Панюхин округлил глаза.
— Вы не рассказывали про то, что в плену были.
— Этим, парень, не хвастают, — Василий Васильевич вздохнул, поправил на груди одеяло. — Про то, как в плену было, объяснять не стану — об этом и по радио передавали, и в газетах печатали. Другое душу гложет. Как только фронт обозначать себя стал — с каждым днем все слышней и слышней, охрана умотала. Открыли мы ворота и — к нашим: они уже поблизости находились. Помню, побег я к подлеску, в котором «тридцатьчетверка» виднелась, орал что-то и слезы сглатывал. Увидел сержанта с нашей рязанской ряшкой, хотел ему на грудь кинуться, товарищем назвал. А он уперся мне кулаком в грудь: «Тамбовский волк тебе товарищ!» Поначалу я решил — ослышался. Поднял голову: глаза у сержанта как щели. Отконвоировали меня в «Смерш». После допроса снова колючая проволока была с часовыми на вышках, теплушка с решетками на окнах, лагерь на Урале под литерой. Три года немецкую брюкву жрал, три года надеждой себя тешил, даже мысли не было, что снова придется баланду хлебать и ждать, что проверка покажет.
— Это была вынужденная мера, — сказал я.
— Вынужденная? — Василий Васильевич хватанул ртом воздух. — Нахватался политграмоты, щенок, и твердишь, как попугай.
— Тихо, тихо, — пробормотал Андрей Павлович.
— Не хочу тихо! Я ведь не по своей воле в плен попал. Вот! — Рванув нательную рубаху так, что пуговицы разлетелись, Василий Васильевич показал шрам чуть пониже правого соска. — Сверкануло перед глазами — и все. Когда очнулся, бой уже кончился. Спасибо немцам, что не прикончили меня. Лечить, конечно, не лечили — организм сам с раной справился. Не думал я в немецкой неволе, что меня, как чужого, встретят. С той поры и стала гнить душа.
— После проверки что было? — спросил Панюхин.
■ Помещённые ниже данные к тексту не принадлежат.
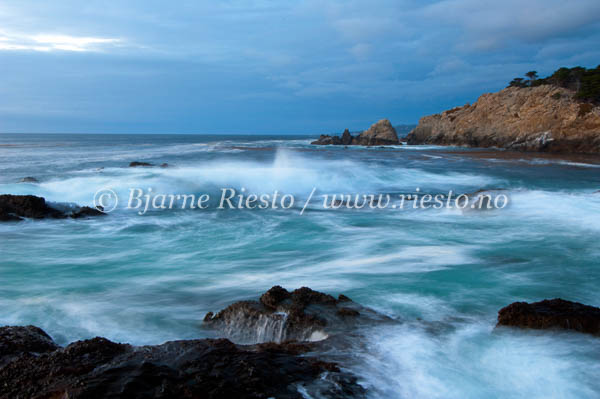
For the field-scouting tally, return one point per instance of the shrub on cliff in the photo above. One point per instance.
(586, 82)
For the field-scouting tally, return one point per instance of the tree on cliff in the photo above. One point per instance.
(585, 82)
(517, 82)
(532, 75)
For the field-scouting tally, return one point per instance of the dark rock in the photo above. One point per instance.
(99, 368)
(381, 133)
(323, 139)
(8, 217)
(345, 312)
(280, 315)
(17, 207)
(29, 179)
(552, 314)
(86, 211)
(346, 138)
(28, 206)
(136, 164)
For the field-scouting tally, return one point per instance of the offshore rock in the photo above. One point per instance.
(29, 179)
(280, 315)
(136, 164)
(380, 133)
(208, 368)
(17, 207)
(552, 314)
(545, 118)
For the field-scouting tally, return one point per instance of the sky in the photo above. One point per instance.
(272, 67)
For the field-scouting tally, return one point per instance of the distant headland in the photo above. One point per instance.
(559, 113)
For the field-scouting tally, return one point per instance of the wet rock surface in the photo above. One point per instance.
(380, 133)
(19, 340)
(33, 366)
(17, 207)
(280, 315)
(551, 314)
(99, 368)
(137, 164)
(29, 179)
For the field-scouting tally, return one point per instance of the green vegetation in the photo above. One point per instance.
(585, 82)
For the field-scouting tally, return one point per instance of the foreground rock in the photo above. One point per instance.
(280, 315)
(35, 367)
(17, 207)
(380, 133)
(544, 118)
(552, 314)
(15, 341)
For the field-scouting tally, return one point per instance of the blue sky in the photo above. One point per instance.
(271, 66)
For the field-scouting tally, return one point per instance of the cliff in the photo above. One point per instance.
(543, 118)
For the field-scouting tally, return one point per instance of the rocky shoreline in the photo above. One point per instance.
(288, 364)
(546, 118)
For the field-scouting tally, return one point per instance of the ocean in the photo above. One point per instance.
(443, 273)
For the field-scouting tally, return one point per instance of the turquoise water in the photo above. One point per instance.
(444, 272)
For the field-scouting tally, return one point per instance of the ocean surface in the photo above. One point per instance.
(444, 273)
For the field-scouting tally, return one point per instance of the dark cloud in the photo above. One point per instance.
(271, 66)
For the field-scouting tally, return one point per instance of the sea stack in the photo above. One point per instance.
(380, 133)
(546, 118)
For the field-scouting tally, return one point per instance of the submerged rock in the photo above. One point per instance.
(136, 164)
(208, 368)
(29, 179)
(552, 314)
(380, 133)
(280, 315)
(17, 207)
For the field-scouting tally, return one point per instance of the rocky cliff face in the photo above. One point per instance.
(544, 118)
(380, 133)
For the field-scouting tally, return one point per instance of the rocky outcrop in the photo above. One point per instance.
(544, 118)
(17, 207)
(33, 366)
(208, 368)
(29, 179)
(380, 133)
(136, 164)
(15, 341)
(280, 315)
(551, 314)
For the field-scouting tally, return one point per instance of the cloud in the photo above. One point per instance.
(277, 65)
(487, 25)
(54, 42)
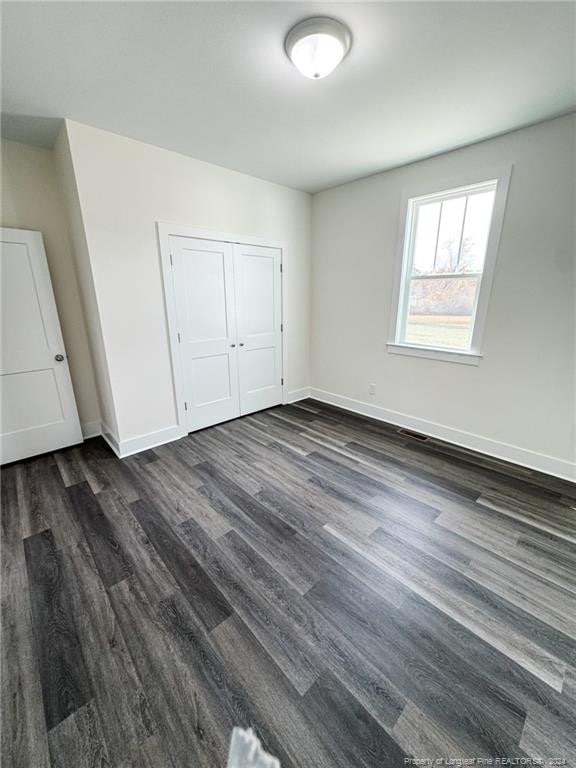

Василий Васильевич усмехнулся.
— Туберкулез открылся. В прошлом году только в одном легком дырка была, теперь и в другом объявилась. Знать бы, какой срок мне для жизни отпущен, я тогда бы весь остаток по своему хотению прожил бы.
— Как?
— Поработал бы всласть. Столяр я по красному дереву. И не какой-нибудь тяп-ляп, а настоящий краснодеревщик. При старом режиме вместе с отцом ходил — от него и перенял секреты. Мы в те годы по индивидуальным заказам работали, чаще всего в богатых домах. После смерти отца на мебельную фабрику устроился — это уже при Советской власти было. Неинтересной работа оказалась — один ширпотреб. А я могу стол покрасивше этого стола сладить, умею антиквариат реставрировать, но спроса на мои руки не было. Во дворе, где жил и сейчас живу, всю мебель отремонтировал. Нравилось мне у старух и стариков работать. Иной раз такие шкафчики и столики попадались, что глаза оторвать невозможно. Часто бесплатно мебель починял — работа удовольствие доставляла. Надеялся, что и сын краснодеревщиком станет, но он на шофера выучился. На фронте генерала возил. С двумя медалями вернулся. «За что дали?» — спросил. Начал он объяснять, и получилось: по опасным дорогам ездил. Но ведь широкую реку тоже опасно переплывать. Однако ж за это не награждают. Не хочу хвастать, но скажу: на фронте я труса не праздновал. Один раз мотоциклетку гранатой сшиб, в другой раз фельдфебеля в плен приволок. Но мне даже медальку не повесили — Василий Васильевич удрученно помолчал. — В жизни много несправедливого! Раньше я над этим голову не ломал, теперь же мысли покоя не дают.
Я стал понимать Василия Васильевича. Горечь в словах, выражение глаз, складки на лице — все это выдавало душевную боль, которая пряталась глубоко-глубоко, а теперь прорвалась.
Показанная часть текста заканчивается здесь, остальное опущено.